Si les amateurs de chair fraîche à dévorer et d’effusions sanguinolentes auront largement de quoi se satisfaire tout au long des six épisodes que comporte la saison, il est plus difficile de se montrer indulgent avec le rythme en dents de scie et les autres défauts que se traîne Kingdom.
Un des soucis avec cette série, c’est qu’elle ne sait pas sur quel pied danser. Pendant six épisodes, on en vient à se demander s’il s’agit d’un drama/soap d’époque avec des petites pointes d’horreur, ou d’une mini-série d’horreur en costumes. Et Kingdom va prendre un certain temps à se trouver.
Clairement, il faudra passer outre les deux premiers épisodes pour se faire une idée précise de ce que l’on regarde. Le premier épisode se présente ainsi : une longue introduction qui pose les bases d’un drame en costumes où se mêlent conspirations, trahisons, complots à la Cour et, suspense, grognements nocturnes. Alors oui c’est beau, la photo est magnifique, et il y a du budget du côté des décors et costumes, mais l’ensemble se traîne, et l’on finit par se demander à quel moment on va voir un zombie, parce bon, on est venus pour ça quand même. Il va donc être nécessaire de subir cinquante minutes de présentation pour une séquence finale qui mêle cannibalisme et zombification. Même chose pour le deuxième épisode qui envoie le pâté dans sa dernière ligne droite.

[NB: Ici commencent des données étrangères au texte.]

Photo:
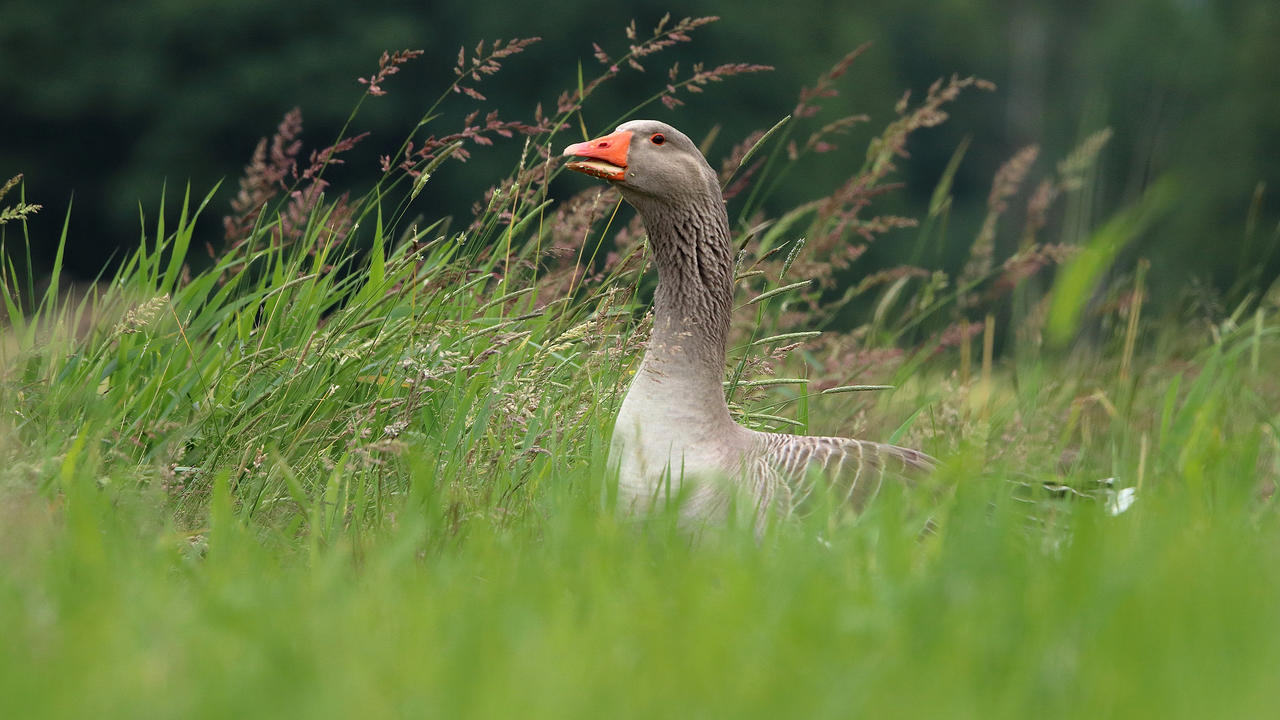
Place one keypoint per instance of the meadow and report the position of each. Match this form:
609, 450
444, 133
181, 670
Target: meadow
352, 463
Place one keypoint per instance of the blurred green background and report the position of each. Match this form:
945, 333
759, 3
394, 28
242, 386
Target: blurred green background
103, 104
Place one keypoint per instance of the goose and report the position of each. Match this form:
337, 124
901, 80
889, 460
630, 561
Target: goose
673, 436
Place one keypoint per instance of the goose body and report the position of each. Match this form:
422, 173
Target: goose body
673, 433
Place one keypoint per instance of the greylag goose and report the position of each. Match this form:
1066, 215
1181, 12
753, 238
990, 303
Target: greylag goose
673, 425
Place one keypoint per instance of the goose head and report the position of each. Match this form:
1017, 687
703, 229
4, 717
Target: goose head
650, 163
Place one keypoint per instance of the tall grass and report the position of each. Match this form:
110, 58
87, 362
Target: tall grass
356, 465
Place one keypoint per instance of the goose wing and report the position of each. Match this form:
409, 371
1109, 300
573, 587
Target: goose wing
854, 468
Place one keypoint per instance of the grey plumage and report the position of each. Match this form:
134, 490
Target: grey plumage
673, 425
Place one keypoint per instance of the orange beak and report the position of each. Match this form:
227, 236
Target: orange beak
606, 156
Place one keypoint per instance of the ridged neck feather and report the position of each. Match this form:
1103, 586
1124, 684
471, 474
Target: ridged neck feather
691, 247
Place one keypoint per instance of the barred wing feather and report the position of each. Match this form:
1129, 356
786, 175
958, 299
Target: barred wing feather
855, 468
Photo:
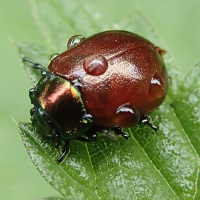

Mais les plus patients seront récompensés car à partir du troisième épisode, la série trouve son rythme de croisière, et le réalisateur emballe avec talent des scènes d’action qui font leur petit effet, les zombies se réveillant la nuit (LA bonne idée de Kingdom). L’aspect soap de la chose s’amoindrit, laissant la place à une narration plus orientée vers le drame et le suspense. En toile de fond on notera une critique plutôt bien amenée de la corruption qui règne dans les hautes strates de la société (Corée de maintenant et d’hier, même combat), une élite qui ne semble guère se soucier des plus pauvres, des classes inférieures, et qui est prête à verser dans l’illégalité la plus crasse pour régler des problèmes qui risqueraient de renverser le pouvoir en place. Ce poncif est présent dans une bonne partie des productions contemporaines coréennes, rien d’étonnant à le trouver ici. On notera aussi que l’origine du retour des morts n’a ici rien de surnaturel et que si les enfers se déchaînent, les vivants l’ont bien cherché, ce qui rend la chose encore plus jouissive à suivre.
Côté interprétation, on constatera que la plupart des comédiens, Doona Bae et Ju Ji-hoon en tête, sont à fond dans leurs rôles, quitte à parfois en faire des caisses dans leur jeu, ce qui confère à l’ensemble un aspect drama soap en costumes qui se marie plus ou moins harmonieusement avec des saillies gores durant lesquelles nos jeunes jouvenceaux et consorts se font courser par des zombies affamés. D’ailleurs, c’est dans les scènes dites d’action que la série se réveille et donne à son réalisateur l’occasion de montrer de quoi il est capable derrière une caméra. Et s’il n’est pas aidé par une direction artistique inégale qui va du sublime (les décors naturels et les palais) au hideux (les morts-vivants sont franchement ratés), il assure le spectacle durant les quatre derniers épisodes qui enchaînent les morceaux de bravoure et réveillent, au propre comme au figuré, son prince vaillant, d’une passivité effarante au début de l’aventure, peu crédible dans son rôle de chevalier intrépide et valeureux.
On ne s’ennuiera jamais trop devant Kingdom, et on saura gré au réalisateur de savoir mettre en scène avec énergie ce grand festival costumé où se mêlent zombies et tradition, mais en l’état, la série aurait gagné à moins perdre de temps en bavardages et à être moins cliché et plus audacieuse dans l’écriture de ses personnages.
Romain Leclerq.
Kingdom. Corée. 6 épisodes. 2018 Disponible sur Netflix depuis le 25/021/2019.